"Deb Olin Unferth's stories are so smart, fast, full of heart, and
distinctive in voice--each an intense little thought-system going out
earnestly in search of strange new truths. What an important and
exciting talent."--George Saunders
For more than ten years, Deb Olin Unferth has been publishing
startlingly askew, wickedly comic, cutting-edge fiction in magazines
such as Granta, Harper's Magazine, McSweeney's, NOON, and The
Paris Review. Her stories are revered by some of the best American
writers of our day, but until now there has been no stand-alone
collection of her short fiction.
Wait Till You See Me Dance consists of several extraordinary longer
stories as well as a selection of intoxicating very short stories. In
the chilling "The First Full Thought of Her Life," a shooter gets in
position while a young girl climbs a sand dune. In "Voltaire Night,"

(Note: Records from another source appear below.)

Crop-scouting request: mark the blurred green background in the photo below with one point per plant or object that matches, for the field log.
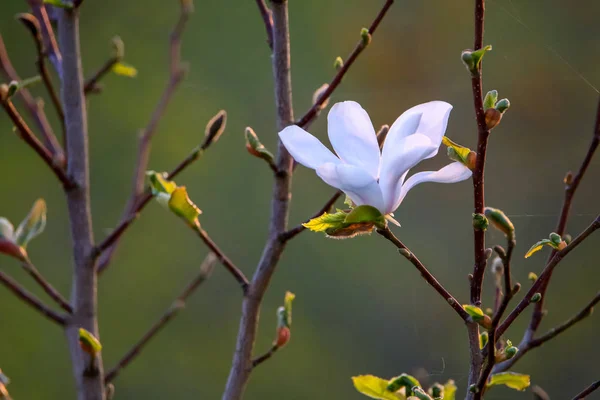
(360, 308)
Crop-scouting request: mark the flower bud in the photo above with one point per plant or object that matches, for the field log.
(492, 118)
(214, 129)
(338, 63)
(502, 105)
(365, 37)
(480, 222)
(490, 99)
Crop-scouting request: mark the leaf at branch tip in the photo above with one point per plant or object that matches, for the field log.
(60, 3)
(460, 153)
(120, 68)
(33, 224)
(182, 206)
(510, 379)
(88, 342)
(375, 388)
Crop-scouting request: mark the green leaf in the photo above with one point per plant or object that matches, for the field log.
(59, 3)
(88, 342)
(375, 388)
(510, 379)
(120, 68)
(475, 312)
(33, 224)
(450, 390)
(182, 206)
(7, 231)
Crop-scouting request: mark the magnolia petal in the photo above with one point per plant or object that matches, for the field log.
(357, 183)
(305, 148)
(429, 119)
(397, 160)
(352, 136)
(451, 173)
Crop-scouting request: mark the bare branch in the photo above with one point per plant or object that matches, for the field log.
(428, 276)
(47, 287)
(30, 299)
(34, 107)
(206, 269)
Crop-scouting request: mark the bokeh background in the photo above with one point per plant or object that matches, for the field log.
(360, 308)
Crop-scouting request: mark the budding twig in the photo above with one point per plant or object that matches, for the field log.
(30, 299)
(206, 269)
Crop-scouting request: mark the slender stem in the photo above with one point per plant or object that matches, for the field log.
(47, 287)
(223, 259)
(587, 391)
(242, 360)
(27, 135)
(107, 246)
(290, 234)
(337, 79)
(90, 382)
(206, 269)
(34, 107)
(428, 276)
(30, 299)
(571, 185)
(259, 360)
(176, 75)
(547, 272)
(265, 14)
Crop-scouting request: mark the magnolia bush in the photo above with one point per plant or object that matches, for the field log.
(371, 168)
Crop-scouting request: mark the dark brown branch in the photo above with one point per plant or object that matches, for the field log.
(206, 269)
(290, 234)
(265, 13)
(138, 196)
(337, 79)
(27, 135)
(545, 273)
(259, 360)
(587, 391)
(34, 107)
(431, 280)
(33, 25)
(47, 287)
(223, 259)
(30, 299)
(571, 185)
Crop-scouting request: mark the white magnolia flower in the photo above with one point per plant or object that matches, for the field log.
(360, 170)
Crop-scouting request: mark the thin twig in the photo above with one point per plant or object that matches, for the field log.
(337, 79)
(34, 107)
(547, 270)
(176, 75)
(571, 185)
(33, 25)
(265, 13)
(290, 234)
(27, 135)
(428, 276)
(206, 269)
(47, 287)
(30, 299)
(587, 391)
(223, 259)
(259, 360)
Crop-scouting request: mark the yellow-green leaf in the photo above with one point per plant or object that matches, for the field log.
(510, 379)
(375, 388)
(181, 205)
(33, 224)
(326, 221)
(120, 68)
(449, 390)
(88, 342)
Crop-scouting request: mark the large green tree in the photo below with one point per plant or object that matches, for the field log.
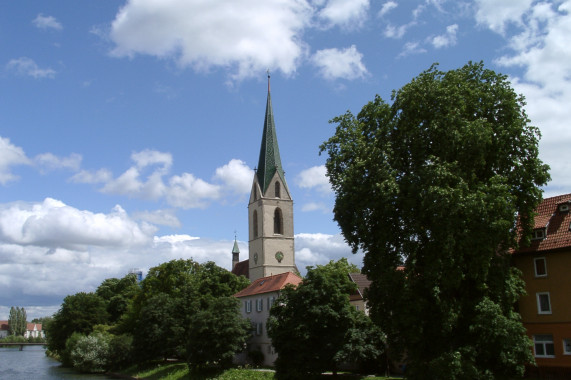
(17, 321)
(434, 183)
(78, 313)
(216, 333)
(313, 326)
(170, 295)
(118, 295)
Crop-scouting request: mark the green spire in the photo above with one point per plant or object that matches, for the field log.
(235, 249)
(269, 161)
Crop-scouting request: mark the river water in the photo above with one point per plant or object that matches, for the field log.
(32, 363)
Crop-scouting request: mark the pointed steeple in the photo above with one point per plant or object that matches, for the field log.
(269, 161)
(235, 253)
(235, 249)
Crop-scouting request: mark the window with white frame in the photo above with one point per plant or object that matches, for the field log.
(538, 234)
(540, 266)
(543, 346)
(271, 301)
(543, 303)
(259, 328)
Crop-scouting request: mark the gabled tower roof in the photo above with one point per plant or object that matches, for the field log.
(235, 249)
(269, 161)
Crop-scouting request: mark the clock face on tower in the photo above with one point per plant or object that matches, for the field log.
(279, 256)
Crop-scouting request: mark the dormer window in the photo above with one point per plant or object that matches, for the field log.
(538, 234)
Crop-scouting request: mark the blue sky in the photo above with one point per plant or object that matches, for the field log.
(129, 130)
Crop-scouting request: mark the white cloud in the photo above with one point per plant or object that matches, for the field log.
(446, 39)
(497, 14)
(335, 63)
(52, 224)
(149, 179)
(411, 48)
(245, 35)
(315, 206)
(346, 13)
(540, 47)
(236, 175)
(314, 177)
(387, 7)
(86, 176)
(173, 239)
(150, 157)
(395, 32)
(319, 249)
(187, 191)
(10, 155)
(47, 22)
(159, 217)
(27, 67)
(49, 161)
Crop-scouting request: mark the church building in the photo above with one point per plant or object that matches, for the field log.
(270, 212)
(271, 256)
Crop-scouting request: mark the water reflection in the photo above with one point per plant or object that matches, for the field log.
(32, 363)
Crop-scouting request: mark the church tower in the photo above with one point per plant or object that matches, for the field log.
(270, 209)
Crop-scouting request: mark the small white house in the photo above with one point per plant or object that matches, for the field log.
(255, 303)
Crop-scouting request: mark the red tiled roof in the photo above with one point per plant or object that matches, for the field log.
(30, 326)
(242, 268)
(269, 284)
(556, 223)
(362, 283)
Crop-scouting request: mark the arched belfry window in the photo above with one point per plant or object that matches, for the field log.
(278, 222)
(255, 223)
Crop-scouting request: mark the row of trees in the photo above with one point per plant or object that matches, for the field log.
(17, 323)
(175, 312)
(314, 328)
(184, 310)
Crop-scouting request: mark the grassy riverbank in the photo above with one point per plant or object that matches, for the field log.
(179, 371)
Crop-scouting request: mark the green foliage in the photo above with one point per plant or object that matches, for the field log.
(70, 343)
(120, 353)
(118, 294)
(170, 295)
(216, 333)
(90, 353)
(312, 326)
(144, 321)
(17, 324)
(78, 313)
(435, 182)
(14, 339)
(256, 357)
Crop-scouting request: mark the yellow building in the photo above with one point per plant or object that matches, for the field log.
(546, 265)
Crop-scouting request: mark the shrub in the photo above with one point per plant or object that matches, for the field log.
(257, 357)
(91, 353)
(120, 353)
(70, 343)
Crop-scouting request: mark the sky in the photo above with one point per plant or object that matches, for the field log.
(130, 130)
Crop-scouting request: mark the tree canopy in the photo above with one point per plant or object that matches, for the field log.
(434, 184)
(313, 325)
(17, 324)
(78, 313)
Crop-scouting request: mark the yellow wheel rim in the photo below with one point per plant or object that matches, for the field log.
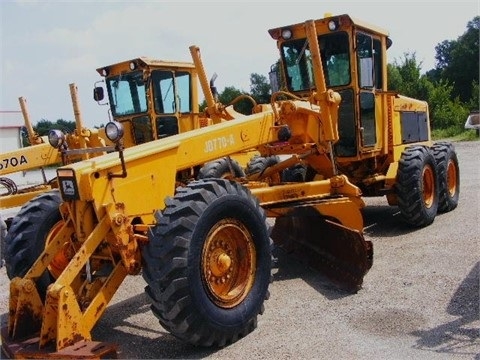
(451, 178)
(228, 263)
(428, 186)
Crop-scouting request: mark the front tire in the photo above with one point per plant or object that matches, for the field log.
(417, 186)
(448, 176)
(28, 234)
(208, 263)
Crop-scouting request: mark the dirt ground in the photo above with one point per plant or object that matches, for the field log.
(420, 300)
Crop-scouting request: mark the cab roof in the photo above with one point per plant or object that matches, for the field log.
(343, 19)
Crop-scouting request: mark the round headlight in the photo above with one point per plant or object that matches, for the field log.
(114, 131)
(286, 34)
(56, 138)
(332, 25)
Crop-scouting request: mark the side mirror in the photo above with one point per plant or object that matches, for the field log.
(98, 94)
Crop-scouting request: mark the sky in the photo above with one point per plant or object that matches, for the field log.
(47, 45)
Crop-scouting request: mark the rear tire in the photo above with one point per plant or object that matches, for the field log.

students compete to tell a story about the worst thing that ever
happened to them. In "Stay Where You Are," two oblivious travelers in
Central America are kidnapped by a gunman they assume to be an
insurgent--but the gunman has his own problems.
An Unferth story lures you in with a voice that seems amiable and
lighthearted, but it swerves in sudden and surprising ways that reveal,
in terrifying clarity, the rage, despair, and profound mournfulness that
have taken up residence at the heart of the American dream. These
stories often take place in an exaggerated or heightened reality, a
quality that is reminiscent of the work of Donald Barthelme, Lorrie
Moore, and George Saunders, but in Unferth's unforgettable collection
she carves out territory that is entirely her own.